Organize the rest of your house first. Otherwise, you’ll get into organizing mode, attack your bedrooms and closets, and dump your assorted junk right back into your orderly garage. So clean the house first, then the garage.
Take everything out of the garage. Everything. Yes, even the old boxes of leftover tiles and cans of paint. Schedule your grand cleanup over a few days so that you won’t settle for half a job when you run out of time, and make sure that the weather forecast is clear.
Take inventory of your stuff. Throw out everything you haven’t used in the last year. Be ruthless! Spare only items that are truly useful or sentimental (a good gauge for sentimentality – hold it up and determine if it makes you happy. If not, toss it).
Create three piles or zones: keep, donate/sell, and trash. Never make an “undecided” pile; that’s the one that will be unceremoniously dumped back into the garage when you’re done.
Categorize your items and group them according to category. Depending on your lifestyle and location, categories may include sporting goods, winter gear, lawn care, seasonal decor, automotive, and tools.
Lay out the garage. Keep categories in their own zones, assigned based on frequency and nature of use. For example, seasonal items can be stored out of reach during off seasons (and rotated for use during the appropriate season), while everyday tools should be readily accessible.
Determine how each item needs to be stored; bins will be stored differently than rakes. Read this guide to help you figure out where to put everything (some unexpected items should be stored elsewhere) and what storage systems to use.
Clean the empty garage thoroughly. Now is a good time to paint the walls or refinish the floors.

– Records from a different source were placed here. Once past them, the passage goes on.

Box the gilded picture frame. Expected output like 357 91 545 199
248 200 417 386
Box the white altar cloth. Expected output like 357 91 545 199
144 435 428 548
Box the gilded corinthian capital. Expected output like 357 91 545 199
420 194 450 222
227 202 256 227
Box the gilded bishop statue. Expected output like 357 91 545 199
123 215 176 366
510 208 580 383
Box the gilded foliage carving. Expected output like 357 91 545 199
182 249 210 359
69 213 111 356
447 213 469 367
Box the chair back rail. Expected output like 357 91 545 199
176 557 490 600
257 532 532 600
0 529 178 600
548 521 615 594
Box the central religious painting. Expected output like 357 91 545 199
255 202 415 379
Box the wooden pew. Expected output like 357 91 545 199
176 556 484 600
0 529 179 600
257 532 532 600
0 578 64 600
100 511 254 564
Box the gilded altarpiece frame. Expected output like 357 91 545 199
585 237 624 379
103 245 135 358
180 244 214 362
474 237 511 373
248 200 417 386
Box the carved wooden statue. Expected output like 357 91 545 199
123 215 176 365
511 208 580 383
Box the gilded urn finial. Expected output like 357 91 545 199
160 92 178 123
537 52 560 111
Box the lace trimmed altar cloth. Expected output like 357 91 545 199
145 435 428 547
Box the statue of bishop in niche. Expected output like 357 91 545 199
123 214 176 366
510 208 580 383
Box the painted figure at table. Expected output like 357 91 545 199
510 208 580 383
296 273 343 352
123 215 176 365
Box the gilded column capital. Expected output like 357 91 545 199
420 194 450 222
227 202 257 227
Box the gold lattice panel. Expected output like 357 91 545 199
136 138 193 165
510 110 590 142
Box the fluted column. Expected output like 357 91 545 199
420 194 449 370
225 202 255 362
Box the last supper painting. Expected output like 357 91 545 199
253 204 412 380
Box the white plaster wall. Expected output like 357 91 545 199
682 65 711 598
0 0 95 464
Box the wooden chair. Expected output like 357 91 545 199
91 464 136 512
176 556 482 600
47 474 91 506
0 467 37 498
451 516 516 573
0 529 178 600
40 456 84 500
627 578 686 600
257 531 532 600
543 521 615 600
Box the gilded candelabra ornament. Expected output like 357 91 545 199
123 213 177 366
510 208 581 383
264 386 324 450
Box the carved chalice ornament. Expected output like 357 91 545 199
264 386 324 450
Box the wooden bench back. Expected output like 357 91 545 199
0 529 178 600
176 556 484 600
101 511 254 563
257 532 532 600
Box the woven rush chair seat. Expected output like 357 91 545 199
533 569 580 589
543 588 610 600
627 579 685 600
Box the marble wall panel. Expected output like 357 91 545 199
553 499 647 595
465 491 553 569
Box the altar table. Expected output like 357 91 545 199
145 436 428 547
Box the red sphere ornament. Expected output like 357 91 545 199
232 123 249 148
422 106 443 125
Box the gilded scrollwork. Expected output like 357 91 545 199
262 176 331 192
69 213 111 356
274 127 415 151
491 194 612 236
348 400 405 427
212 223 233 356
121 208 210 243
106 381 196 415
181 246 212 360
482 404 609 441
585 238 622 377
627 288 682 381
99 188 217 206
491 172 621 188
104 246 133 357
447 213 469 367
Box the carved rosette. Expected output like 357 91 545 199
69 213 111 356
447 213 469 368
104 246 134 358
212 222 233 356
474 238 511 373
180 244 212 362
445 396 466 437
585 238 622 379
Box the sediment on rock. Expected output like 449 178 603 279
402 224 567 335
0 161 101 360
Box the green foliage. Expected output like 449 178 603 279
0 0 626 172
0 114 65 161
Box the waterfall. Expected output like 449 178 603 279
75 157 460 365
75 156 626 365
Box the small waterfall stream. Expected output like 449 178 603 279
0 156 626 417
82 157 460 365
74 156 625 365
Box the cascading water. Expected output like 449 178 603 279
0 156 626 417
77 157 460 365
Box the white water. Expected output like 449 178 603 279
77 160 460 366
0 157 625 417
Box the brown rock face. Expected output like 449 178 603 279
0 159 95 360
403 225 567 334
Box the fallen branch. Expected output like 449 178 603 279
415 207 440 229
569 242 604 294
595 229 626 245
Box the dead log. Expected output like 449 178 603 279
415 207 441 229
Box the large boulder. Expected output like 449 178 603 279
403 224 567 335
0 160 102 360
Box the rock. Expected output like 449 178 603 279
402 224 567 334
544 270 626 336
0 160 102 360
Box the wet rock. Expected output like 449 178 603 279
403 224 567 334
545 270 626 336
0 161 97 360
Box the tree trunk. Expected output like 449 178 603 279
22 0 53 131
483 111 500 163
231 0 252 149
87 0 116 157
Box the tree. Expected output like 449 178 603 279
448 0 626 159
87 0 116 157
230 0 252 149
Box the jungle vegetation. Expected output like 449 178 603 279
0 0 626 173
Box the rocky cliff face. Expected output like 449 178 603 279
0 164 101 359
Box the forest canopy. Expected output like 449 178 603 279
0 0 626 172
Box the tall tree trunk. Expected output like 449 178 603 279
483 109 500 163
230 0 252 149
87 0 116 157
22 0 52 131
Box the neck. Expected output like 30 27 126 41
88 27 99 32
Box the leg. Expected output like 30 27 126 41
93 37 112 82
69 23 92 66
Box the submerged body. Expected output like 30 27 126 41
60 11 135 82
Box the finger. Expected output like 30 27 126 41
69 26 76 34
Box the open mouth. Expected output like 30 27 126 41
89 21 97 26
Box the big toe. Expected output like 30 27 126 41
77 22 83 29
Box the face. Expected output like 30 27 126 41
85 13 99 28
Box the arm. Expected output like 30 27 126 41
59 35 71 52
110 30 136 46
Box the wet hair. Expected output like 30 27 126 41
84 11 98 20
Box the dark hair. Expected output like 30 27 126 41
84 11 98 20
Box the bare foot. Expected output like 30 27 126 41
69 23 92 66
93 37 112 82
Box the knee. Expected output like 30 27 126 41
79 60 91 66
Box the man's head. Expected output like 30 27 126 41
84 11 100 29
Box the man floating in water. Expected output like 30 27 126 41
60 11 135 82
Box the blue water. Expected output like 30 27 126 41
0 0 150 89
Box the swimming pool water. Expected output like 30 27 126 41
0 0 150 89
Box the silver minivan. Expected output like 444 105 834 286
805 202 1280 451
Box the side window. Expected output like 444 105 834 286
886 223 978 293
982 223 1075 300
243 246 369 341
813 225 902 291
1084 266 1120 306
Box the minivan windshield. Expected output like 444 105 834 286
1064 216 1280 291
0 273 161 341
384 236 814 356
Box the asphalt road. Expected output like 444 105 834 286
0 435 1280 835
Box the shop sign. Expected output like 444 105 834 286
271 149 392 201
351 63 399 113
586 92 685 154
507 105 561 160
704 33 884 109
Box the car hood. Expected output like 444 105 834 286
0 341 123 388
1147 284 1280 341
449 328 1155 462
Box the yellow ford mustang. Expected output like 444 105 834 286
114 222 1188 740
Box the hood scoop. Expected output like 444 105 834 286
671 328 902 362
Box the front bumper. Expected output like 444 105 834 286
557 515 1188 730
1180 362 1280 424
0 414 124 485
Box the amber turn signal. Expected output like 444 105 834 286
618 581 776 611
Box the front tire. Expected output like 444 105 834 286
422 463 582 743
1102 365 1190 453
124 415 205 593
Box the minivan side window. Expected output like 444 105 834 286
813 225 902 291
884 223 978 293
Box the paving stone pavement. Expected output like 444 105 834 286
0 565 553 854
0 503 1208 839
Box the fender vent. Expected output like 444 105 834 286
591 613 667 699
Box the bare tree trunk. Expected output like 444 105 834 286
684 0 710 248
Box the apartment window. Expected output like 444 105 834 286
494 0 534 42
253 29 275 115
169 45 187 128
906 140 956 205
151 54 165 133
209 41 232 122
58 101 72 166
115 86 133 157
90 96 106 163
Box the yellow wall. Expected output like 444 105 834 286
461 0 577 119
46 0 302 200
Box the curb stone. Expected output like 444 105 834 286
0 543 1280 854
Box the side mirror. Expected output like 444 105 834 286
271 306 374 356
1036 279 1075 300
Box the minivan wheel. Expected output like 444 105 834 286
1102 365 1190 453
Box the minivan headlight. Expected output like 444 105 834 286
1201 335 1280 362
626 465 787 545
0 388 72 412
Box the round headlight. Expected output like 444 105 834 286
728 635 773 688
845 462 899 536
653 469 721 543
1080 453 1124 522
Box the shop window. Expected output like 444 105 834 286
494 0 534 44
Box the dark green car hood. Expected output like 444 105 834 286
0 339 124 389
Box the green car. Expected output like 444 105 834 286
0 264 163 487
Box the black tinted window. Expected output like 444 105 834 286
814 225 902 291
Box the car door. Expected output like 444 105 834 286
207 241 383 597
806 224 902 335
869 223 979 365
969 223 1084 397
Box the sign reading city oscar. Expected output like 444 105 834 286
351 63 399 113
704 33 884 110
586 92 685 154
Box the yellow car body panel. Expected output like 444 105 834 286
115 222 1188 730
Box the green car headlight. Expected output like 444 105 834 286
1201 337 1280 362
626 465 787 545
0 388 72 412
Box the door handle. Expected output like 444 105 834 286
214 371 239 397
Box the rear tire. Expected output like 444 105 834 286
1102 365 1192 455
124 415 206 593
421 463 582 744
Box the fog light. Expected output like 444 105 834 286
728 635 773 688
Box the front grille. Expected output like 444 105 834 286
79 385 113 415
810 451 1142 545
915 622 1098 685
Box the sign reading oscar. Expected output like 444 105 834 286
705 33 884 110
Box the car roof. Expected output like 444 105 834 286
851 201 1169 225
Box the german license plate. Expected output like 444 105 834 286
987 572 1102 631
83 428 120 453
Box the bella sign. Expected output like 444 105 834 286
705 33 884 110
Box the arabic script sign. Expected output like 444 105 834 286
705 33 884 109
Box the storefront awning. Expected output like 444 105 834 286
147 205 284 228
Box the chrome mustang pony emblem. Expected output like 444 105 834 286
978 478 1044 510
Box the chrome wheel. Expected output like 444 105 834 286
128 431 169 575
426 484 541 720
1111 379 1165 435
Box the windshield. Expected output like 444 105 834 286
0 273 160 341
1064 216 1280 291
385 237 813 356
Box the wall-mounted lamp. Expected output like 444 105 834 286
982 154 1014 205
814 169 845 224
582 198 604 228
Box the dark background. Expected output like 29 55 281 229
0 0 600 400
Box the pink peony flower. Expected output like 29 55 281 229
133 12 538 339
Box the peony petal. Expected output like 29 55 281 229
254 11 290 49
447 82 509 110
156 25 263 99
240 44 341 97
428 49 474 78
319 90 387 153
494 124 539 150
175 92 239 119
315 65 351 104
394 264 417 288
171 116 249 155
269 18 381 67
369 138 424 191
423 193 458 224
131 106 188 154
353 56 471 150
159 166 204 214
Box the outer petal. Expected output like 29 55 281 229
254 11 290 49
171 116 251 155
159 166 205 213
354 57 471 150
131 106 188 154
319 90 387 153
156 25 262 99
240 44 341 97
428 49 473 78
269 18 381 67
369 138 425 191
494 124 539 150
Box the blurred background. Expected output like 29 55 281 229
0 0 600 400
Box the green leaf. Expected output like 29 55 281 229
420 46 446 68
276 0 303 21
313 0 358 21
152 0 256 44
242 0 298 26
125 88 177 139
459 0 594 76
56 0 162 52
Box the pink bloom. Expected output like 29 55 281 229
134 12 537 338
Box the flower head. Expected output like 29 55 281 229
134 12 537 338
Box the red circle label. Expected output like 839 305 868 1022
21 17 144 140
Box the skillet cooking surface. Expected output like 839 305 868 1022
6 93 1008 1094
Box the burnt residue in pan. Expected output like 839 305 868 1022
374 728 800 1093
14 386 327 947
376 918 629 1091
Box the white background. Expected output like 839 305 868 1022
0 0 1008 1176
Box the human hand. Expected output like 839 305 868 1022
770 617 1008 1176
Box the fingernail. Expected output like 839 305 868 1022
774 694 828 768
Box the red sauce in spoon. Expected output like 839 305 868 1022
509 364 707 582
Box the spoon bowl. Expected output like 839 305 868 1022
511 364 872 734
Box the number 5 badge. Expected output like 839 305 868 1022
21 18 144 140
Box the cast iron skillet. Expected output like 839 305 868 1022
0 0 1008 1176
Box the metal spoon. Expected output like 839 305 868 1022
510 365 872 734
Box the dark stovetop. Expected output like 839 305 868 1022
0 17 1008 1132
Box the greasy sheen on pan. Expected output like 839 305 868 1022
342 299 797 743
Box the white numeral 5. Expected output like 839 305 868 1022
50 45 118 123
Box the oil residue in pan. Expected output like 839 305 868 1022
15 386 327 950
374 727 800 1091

Purchase or build storage units, bins, and organizing tools as necessary. Make a detailed list of items you will need and how they will be used to avoid inappropriate sizes, extra trips to the store, and unnecessary clutter.
Closed cabinetry is nice – after all; the more that’s out of sight, the better – but it also allows you to keep the contents in disarray. Use open shelving except for products that need protection from dust or the elements. Clearly label all closed bins (include a detailed list of contents, especially on “miscellaneous” containers) so you never have to tear apart the garage hunting for something.
Browse the internet for clever ideas and “hacks” that will free up as much space as possible, like these found on Listotic.com:
Enjoy the fruits of your labor! And be sure to maintain order in your organized garage by actually putting things away where they belong – or you’ll be back to step one in no time.